The Ukrainian Night: An Intimate History of Revolution by Marci Shore

The Ukrainian Night: An Intimate History of Revolution by Marci Shore

Author:Marci Shore
Language: eng
Format: epub
Publisher: Yale University Press
Published: 2017-01-15T00:00:00+00:00


Putin’s Sirens

By spring 2014, Crimea was a fait accompli. On 25 May 2014, the same day as the European parliamentary elections, Ukraine held an election “between the Chocolate King and the Gas Princess.” The Chocolate King, Petro Poroshenko, won. The far Right got very little support: Oleh Tyahnybok, leader of Svoboda, and Dmytro Yarosh, leader of Pravyi Sektor, won just over and just under 1 percent of the vote, respectively—each receiving fewer votes than Vadim Rabinovich, leader of the Ukrainian Jewish Congress.

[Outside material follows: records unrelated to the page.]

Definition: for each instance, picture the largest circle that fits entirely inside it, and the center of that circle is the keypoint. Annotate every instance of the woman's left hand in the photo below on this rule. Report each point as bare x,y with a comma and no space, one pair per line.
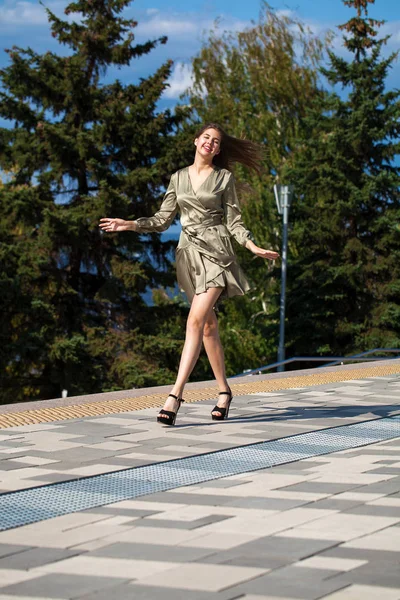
261,252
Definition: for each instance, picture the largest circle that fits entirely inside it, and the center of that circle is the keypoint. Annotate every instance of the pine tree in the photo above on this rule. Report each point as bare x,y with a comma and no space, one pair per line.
344,283
79,149
258,83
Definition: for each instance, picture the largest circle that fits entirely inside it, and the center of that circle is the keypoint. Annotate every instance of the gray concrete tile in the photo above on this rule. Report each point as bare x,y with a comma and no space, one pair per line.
133,591
61,586
35,557
333,503
273,551
11,465
10,549
373,556
181,497
379,575
391,486
385,471
374,511
153,552
114,511
54,477
287,582
313,487
266,503
189,525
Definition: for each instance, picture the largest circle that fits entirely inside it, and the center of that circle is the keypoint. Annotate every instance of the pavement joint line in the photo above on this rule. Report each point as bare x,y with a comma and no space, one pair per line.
62,413
32,505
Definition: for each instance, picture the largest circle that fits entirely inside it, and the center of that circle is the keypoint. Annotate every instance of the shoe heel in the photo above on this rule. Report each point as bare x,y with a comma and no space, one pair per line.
170,416
224,411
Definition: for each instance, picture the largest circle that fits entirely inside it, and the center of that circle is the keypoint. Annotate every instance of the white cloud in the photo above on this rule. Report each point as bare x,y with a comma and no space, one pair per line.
171,26
186,25
181,78
21,13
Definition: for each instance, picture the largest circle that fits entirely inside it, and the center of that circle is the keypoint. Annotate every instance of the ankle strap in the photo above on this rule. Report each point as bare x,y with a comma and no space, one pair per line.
176,398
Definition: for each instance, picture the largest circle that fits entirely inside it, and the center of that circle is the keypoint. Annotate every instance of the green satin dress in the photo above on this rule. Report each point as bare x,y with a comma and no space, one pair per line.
210,216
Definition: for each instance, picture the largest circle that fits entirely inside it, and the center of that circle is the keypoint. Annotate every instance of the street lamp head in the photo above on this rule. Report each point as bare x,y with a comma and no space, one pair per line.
283,196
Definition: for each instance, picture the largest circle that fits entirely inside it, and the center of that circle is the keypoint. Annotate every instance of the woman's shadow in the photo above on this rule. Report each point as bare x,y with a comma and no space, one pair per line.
270,414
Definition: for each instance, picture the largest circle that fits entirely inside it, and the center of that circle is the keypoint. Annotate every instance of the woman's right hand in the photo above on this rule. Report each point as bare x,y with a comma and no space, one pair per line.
115,225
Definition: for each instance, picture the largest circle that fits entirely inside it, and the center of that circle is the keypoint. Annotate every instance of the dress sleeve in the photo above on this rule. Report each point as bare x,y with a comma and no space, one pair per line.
163,218
233,215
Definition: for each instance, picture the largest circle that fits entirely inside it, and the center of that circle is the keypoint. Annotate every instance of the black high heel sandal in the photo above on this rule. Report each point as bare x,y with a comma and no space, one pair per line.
170,417
223,410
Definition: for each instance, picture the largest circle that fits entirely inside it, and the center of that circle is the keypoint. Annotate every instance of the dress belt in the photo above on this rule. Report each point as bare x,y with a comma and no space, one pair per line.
198,227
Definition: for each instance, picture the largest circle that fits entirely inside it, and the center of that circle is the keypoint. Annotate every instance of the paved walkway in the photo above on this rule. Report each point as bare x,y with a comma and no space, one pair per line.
323,527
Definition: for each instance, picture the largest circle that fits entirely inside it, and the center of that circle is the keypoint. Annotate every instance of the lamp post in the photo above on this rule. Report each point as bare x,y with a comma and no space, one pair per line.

In the October 2014 parliamentary elections, neither Svoboda nor Pravyi Sektor reached the 5 percent threshold needed to enter parliament. This was in contrast to the far-Right Freiheitliche Partei Österreichs, which won close to 20 percent of the Austrian vote in the European parliamentary elections, and Marine Le Pen’s far-Right Front National in France, which won close to 25 percent. It was as if Freud’s ghost were haunting Europe, and Austria and France were gazing at Ukraine through the lens of projection, attributing to others what they could not accept in themselves.

Europeans preferred to put Crimea out of their minds. No one in Brussels wanted to go to war against Russia. The passive condoning of Putin’s annexation of the Black Sea peninsula was reminiscent of Neville Chamberlain’s “appeasement at Munich,” Western Europe’s acquiescence to Hitler’s annexation of the Sudetenland. Everyone began asking the same question: “What will Putin do? What are Putin’s plans? What is Putin thinking?” It was as if there were an unspoken understanding that, once again, the fate of Europe lay in one man’s mind.

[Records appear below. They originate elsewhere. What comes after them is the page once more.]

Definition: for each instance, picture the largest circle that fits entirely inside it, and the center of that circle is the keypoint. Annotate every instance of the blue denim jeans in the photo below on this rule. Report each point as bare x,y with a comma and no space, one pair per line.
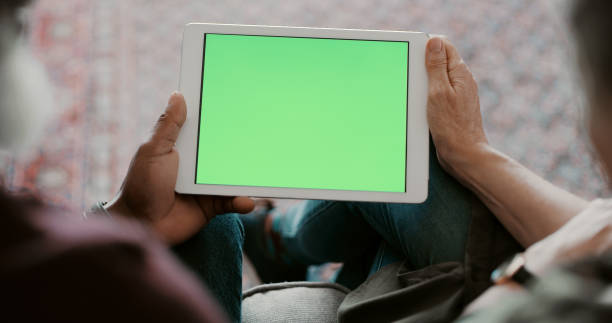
366,236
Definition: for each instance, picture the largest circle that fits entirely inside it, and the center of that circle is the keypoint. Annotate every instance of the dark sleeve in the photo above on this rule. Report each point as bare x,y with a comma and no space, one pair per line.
106,281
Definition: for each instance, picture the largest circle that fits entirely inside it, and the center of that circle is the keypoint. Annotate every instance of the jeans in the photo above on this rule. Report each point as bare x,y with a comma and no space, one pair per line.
215,256
366,236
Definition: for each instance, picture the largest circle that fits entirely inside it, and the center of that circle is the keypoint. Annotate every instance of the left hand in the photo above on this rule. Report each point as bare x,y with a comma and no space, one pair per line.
148,192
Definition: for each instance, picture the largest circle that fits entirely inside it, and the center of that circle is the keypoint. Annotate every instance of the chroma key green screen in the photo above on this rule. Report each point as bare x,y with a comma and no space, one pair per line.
312,113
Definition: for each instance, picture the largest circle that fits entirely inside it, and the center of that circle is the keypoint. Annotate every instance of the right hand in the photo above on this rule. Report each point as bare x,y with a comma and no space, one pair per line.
453,107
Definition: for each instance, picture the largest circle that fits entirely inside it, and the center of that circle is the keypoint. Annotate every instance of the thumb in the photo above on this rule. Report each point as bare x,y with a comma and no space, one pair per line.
437,64
169,125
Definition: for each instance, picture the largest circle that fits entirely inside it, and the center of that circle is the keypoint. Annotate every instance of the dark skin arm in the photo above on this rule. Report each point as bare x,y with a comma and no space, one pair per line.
148,192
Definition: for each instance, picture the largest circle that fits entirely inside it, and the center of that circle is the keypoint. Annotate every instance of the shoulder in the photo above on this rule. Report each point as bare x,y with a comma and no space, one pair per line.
74,268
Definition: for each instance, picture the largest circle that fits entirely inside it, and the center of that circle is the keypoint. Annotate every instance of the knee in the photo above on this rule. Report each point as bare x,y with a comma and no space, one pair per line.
226,230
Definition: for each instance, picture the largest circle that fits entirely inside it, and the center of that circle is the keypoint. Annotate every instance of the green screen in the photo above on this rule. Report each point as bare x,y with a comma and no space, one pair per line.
303,113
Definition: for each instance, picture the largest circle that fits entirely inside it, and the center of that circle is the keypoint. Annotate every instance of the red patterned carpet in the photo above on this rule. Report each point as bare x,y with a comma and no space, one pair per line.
115,62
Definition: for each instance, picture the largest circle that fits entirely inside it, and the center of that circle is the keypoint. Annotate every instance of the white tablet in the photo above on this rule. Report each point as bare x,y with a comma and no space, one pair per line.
308,113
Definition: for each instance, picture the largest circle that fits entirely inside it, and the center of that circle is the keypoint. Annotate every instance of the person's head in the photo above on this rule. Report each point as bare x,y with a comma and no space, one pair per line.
592,23
25,97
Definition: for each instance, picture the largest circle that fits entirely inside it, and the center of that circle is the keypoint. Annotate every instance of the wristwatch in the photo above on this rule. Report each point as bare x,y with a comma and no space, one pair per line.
512,269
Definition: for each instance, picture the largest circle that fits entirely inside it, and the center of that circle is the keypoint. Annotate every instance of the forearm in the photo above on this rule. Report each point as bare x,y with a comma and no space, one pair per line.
527,205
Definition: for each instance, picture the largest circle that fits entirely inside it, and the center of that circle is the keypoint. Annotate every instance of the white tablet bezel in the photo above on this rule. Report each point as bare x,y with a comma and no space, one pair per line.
417,147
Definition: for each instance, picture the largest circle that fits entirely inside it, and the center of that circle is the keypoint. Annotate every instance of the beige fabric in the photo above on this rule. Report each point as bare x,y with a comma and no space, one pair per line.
293,302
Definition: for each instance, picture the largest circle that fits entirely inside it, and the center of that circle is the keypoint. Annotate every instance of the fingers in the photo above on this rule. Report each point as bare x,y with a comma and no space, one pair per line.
169,125
437,64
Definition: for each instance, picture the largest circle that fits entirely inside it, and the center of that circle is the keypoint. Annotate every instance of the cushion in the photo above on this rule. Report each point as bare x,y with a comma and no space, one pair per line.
293,302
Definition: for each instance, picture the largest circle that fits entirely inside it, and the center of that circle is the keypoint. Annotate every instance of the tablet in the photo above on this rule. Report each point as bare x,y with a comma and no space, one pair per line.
309,113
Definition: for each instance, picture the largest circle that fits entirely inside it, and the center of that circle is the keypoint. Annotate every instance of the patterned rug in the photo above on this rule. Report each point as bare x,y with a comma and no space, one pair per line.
115,62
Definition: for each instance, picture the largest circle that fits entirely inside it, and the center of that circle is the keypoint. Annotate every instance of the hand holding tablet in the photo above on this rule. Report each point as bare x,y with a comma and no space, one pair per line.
342,113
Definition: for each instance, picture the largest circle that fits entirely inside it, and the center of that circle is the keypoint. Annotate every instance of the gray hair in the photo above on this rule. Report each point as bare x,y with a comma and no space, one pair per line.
592,23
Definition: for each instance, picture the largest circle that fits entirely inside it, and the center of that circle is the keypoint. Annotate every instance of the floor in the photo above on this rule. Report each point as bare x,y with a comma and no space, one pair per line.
115,62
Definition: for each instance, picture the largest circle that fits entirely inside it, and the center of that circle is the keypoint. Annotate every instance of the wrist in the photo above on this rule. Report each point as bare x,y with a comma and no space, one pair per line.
462,160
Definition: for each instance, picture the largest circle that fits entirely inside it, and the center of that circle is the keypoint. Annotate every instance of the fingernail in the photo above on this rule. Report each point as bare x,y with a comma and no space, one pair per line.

“He’s living in a different world,” German chancellor Angela Merkel said after she had spoken by phone to Putin at the very beginning of March. Unlike her predecessor as chancellor, Gerhard Schröder, who traveled to Saint Petersburg in April 2014 to celebrate his seventieth birthday with Putin, Merkel was not enchanted with the Russian dictator. She was sober, and cautious. Merkel was a crisis manager, not a Putin sympathizer—in contrast to many of her fellow Germans, including those on both the far Right and the far Left. Putin’s defenders and apologists became known as “Putin-Versteher”: those who “understood” Putin. Many of Ukraine’s leading writers and intellectuals were Germanists by education; they translated German literature, they lectured in Germany, Austria, and Switzerland. This made the “Putin-Versteher” phenomenon all the more painful to them.

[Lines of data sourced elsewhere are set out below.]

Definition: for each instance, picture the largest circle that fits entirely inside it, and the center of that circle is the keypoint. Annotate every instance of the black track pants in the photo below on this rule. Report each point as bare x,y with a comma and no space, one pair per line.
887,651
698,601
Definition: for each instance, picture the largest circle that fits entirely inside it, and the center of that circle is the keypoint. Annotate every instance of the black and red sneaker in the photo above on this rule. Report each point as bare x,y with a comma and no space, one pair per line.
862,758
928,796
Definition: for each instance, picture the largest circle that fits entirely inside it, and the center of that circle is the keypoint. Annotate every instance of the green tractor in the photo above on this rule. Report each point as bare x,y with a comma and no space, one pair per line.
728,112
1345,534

Some explained Europeans’ Russian sympathies by crude financial interests: Russian oligarchs tended to keep their money in Europe; Austrian banks were especially desirable. Gerhard Schröder was chairman of the shareholders’ committee of Putin-controlled Gazprom, the largest natural gas company in the world. In 2004, Schröder and his fourth wife adopted a three-year-old girl from a Russian orphanage. The legality of the adoption was murky: the child appeared to be a diplomatic gift—that is, a human bribe. Others explained Putin’s attraction as that of a homoerotic Männerfreundschaft, a masculinizing ideal of men bonding while drinking vodka in forest lodges and hunting wild boar bare-chested on horseback. Still others explained this by German feelings of guilt towards Russia.